They voted overwhelmingly to strike but were locked out after taking action and received dismissal notices by registered post last week.

Bill Morris, general secretary of the T & G, said: "I strongly condemn this vicious anti-trade union attack."

"These dismissals demonstrate the inadequacies of the current law to give protection to workers engaged in lawful industrial action.

"We will be asking the government to bring forward a review of the legislation which events show provides no protection against anti-union employers."

Sarah Veale, senior employment rights officer at the TUC, said the case reinforced concerns that the eight-week cut-off point was "arbitrary and unfair".

Striking staff at the Friction Dynamics factory
Workers were on strike for nine weeks

The T&G said there had been no pay rise at the factory since it was bought by American businessman Craig Smith in 1997.

The union claims that over the past two years union meetings have been banned on the site, the union office was closed and workers were told they had to change clothes and wash outside working hours.

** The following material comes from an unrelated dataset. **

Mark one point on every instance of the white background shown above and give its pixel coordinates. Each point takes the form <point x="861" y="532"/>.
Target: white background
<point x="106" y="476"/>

Despite several attempts to resolve the dispute by the conciliation service ACAS both sides remain in a bitter deadlock.

Earlier this month a meeting between managers at the plant, union representatives, and mediators failed to bring an end to the industrial action.

The strikers were sent letters saying they must agree to the changes in their working conditions by Tuesday afternoon and return to work on Wednesday or they would be fired.

The union's Welsh regional secretary, Jim Hancock, said the conduct of management at the plant had been "absolutely disgraceful".

A spokesman for the company said he had no comment to make on the disputes.